There were more footsteps above. Presently, Quincy heard Garsted at the bottom of the stairs catch one shoe and muff the second. Then, he entered and without comment pulled off his own, tossed them under the kitchen-study table and put on the others.
“I’m hungry; let’s go,” said Garsted, moving toward the door.
“Should I put out the light?” said Quincy, who was behind him.
“Lord, no! I never have any matches. I’d have to go to bed in the dark.” And still more Quincy marvelled. Gas had to be paid for, in the college dormitories.
The waiters in the town’s most expensive restaurant (the only one with metropolitan prices) treated Simon Garsted as if he had lived in a mansion. They judged by the sort of dinner he ordered and his taste in wine. Garsted made it a rule not to enter the place save his purse was full. Also, in order that this might not be too infrequently, he would go long without good nourishment, subsisting on coffee, tobacco and free lunch. Another of his economies was in matches.

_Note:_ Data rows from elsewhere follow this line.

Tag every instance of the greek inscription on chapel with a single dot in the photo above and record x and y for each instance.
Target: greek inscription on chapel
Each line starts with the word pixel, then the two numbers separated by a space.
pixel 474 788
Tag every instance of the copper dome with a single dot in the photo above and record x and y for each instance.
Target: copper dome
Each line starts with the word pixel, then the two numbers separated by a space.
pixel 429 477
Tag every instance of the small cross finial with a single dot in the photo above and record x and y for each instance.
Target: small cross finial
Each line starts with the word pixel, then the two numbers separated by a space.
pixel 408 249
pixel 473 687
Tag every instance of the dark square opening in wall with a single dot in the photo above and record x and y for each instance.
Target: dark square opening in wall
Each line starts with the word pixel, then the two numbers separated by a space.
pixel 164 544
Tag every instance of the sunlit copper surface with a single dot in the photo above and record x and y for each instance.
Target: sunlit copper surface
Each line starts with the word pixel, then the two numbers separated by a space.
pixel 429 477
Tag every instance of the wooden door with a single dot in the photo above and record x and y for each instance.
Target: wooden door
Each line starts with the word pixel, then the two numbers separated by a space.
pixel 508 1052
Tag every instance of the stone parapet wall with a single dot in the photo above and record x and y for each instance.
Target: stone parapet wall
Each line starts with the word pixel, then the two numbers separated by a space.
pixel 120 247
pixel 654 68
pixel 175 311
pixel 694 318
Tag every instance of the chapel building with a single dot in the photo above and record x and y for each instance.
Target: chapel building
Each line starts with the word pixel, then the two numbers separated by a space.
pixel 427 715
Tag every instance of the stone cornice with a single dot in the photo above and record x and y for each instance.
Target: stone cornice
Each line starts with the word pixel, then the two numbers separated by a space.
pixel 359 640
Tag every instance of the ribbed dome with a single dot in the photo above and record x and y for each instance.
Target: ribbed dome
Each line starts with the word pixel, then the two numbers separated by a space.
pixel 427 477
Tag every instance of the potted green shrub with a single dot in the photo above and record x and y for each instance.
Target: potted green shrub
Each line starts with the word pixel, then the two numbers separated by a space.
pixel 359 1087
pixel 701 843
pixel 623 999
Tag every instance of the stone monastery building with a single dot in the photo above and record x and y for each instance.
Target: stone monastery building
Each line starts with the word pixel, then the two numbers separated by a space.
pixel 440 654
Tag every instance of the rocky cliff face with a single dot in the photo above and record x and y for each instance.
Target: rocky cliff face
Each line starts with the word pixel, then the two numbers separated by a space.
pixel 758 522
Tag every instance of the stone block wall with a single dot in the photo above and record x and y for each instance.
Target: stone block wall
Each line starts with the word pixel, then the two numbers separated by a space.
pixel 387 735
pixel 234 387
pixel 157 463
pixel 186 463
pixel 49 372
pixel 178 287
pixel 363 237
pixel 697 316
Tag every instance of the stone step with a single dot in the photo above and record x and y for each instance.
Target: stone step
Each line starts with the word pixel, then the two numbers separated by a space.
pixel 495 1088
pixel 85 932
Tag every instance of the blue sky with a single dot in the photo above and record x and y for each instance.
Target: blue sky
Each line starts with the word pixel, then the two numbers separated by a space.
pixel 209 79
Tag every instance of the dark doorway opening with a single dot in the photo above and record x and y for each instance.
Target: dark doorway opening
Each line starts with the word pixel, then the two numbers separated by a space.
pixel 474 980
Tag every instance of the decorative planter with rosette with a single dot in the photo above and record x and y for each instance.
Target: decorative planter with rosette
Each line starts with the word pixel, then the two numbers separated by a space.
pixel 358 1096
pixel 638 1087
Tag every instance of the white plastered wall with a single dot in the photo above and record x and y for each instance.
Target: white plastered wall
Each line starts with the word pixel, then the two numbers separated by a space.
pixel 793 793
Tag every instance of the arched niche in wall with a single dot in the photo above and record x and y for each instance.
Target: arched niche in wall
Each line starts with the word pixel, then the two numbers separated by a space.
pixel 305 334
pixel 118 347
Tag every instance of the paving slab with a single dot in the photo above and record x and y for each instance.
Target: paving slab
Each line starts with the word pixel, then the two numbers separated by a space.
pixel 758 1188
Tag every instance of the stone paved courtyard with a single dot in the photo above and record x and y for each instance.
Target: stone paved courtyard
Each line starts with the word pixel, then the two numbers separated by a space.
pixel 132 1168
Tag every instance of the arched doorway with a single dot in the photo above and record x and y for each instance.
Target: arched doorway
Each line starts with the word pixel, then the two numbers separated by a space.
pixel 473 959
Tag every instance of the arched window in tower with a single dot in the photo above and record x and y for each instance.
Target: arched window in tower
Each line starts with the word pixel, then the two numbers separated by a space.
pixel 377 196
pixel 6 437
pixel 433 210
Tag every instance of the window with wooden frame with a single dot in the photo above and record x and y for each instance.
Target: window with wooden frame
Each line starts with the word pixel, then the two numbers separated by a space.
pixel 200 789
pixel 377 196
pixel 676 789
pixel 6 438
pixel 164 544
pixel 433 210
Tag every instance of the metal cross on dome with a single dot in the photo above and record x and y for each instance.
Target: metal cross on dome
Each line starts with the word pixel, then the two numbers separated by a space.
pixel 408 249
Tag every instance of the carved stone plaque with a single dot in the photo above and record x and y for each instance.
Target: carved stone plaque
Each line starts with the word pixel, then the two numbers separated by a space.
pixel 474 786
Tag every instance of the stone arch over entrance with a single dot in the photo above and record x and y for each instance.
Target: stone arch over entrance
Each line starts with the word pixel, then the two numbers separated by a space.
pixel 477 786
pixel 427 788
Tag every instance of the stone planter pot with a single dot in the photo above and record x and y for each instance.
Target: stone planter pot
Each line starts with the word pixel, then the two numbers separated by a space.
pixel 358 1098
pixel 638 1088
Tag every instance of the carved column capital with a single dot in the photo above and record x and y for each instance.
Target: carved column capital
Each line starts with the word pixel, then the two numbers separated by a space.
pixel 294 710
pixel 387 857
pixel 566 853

However, it was a memorable evening for Quincy. He did not pretend to understand. He was subtle enough to be dazzled as much by the incident of the borrowed shoes as by the salaams of the headwaiter. He saw a dizzy accomplishment in either. He liked Garsted, besides admiring him. He found it easy to converse with him. And Garsted proved his entire comfort by not stammering once after the oysters.

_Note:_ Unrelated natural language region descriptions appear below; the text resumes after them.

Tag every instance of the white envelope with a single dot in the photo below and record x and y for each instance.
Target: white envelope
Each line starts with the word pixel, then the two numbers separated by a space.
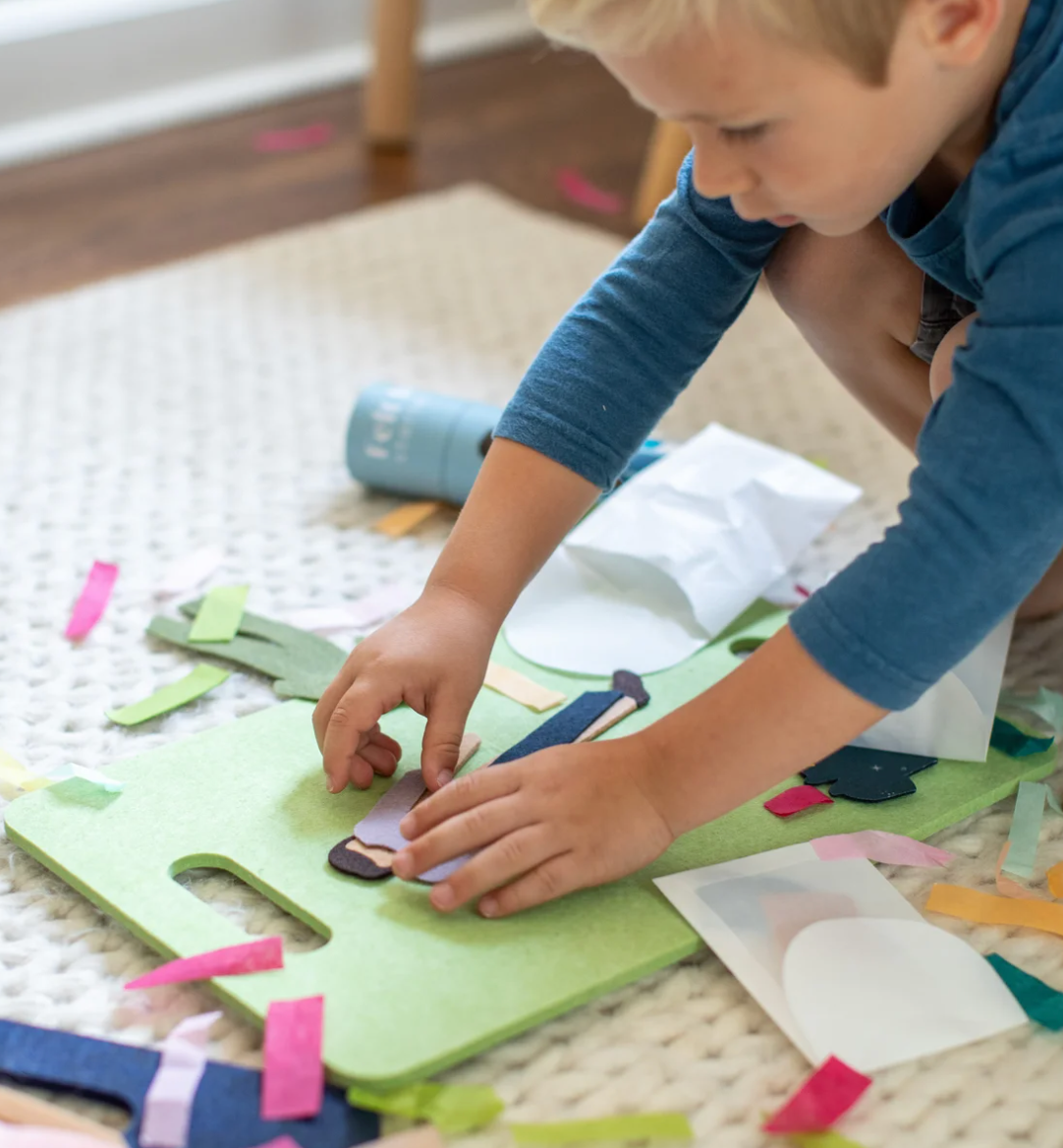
pixel 954 718
pixel 839 960
pixel 675 555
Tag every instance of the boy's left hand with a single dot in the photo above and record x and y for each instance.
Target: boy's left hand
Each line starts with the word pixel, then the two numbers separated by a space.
pixel 559 820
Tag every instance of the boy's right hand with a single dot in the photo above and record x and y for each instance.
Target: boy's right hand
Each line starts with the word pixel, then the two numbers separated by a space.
pixel 433 657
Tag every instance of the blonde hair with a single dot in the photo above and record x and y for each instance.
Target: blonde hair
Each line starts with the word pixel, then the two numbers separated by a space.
pixel 858 32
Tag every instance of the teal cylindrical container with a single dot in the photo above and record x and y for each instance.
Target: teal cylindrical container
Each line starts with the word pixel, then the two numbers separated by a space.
pixel 418 443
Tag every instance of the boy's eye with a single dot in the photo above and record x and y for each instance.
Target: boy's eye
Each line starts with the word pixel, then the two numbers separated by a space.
pixel 744 135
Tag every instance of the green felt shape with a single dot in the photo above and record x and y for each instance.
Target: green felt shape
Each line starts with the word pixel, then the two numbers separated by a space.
pixel 219 613
pixel 301 663
pixel 454 1109
pixel 410 991
pixel 1042 1004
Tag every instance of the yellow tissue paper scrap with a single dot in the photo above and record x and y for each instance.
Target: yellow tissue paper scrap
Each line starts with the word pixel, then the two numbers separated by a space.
pixel 986 909
pixel 454 1109
pixel 641 1126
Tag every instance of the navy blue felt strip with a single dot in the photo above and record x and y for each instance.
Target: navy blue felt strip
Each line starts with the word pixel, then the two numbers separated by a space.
pixel 564 726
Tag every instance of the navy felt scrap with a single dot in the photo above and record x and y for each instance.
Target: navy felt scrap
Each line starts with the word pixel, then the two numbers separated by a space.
pixel 226 1104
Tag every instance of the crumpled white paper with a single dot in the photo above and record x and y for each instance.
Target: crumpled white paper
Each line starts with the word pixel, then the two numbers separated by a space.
pixel 953 718
pixel 675 555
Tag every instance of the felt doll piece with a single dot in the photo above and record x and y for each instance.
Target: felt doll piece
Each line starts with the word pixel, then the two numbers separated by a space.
pixel 867 775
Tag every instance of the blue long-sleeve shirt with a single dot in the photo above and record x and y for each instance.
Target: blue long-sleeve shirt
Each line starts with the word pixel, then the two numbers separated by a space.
pixel 983 517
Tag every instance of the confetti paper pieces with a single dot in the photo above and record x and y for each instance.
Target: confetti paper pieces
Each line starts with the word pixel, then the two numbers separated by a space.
pixel 986 909
pixel 295 139
pixel 1042 1004
pixel 515 685
pixel 1027 827
pixel 190 572
pixel 877 845
pixel 219 614
pixel 796 799
pixel 400 523
pixel 454 1109
pixel 254 956
pixel 293 1080
pixel 579 190
pixel 93 601
pixel 639 1126
pixel 821 1101
pixel 171 1095
pixel 202 680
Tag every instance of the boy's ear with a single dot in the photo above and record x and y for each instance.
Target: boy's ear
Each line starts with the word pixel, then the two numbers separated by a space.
pixel 958 32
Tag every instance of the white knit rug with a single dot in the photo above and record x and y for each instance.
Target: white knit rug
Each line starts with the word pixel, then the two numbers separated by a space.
pixel 204 403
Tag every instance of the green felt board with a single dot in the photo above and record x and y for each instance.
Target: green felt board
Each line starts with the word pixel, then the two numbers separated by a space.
pixel 410 992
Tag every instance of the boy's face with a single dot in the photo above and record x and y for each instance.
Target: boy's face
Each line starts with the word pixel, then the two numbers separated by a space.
pixel 793 137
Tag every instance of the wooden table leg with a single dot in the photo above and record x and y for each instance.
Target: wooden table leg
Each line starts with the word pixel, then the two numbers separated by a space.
pixel 390 90
pixel 668 147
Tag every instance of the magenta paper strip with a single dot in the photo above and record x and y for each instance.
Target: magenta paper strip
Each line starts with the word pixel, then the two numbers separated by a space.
pixel 171 1094
pixel 293 1080
pixel 256 956
pixel 877 845
pixel 95 595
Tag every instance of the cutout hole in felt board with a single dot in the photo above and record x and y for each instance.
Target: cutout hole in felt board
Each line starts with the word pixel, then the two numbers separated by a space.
pixel 110 1112
pixel 248 903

They talked long. Quincy discovered in himself ideas—and ideas, in addition, to which an evidently brilliant upperclassman was glad to listen. He found that many of his host’s spicily couched remarks were final forms of feelings he had long vaguely nursed. And, being human, he respected Garsted for this reason as well as for another.
There were, moreover, many points in his new friend’s mind that had never occurred, even remotely, to the boy. Most of these, as Garsted made them, seemed bewilderingly true. Others, he argued frantically, unaware that he was in this way defending his old grounds, his old spiritual habits.
It was obvious from the outset that Garsted was a rebel. He told him so.
“Well, so are you,” retorted the older man. And this was news to Quincy.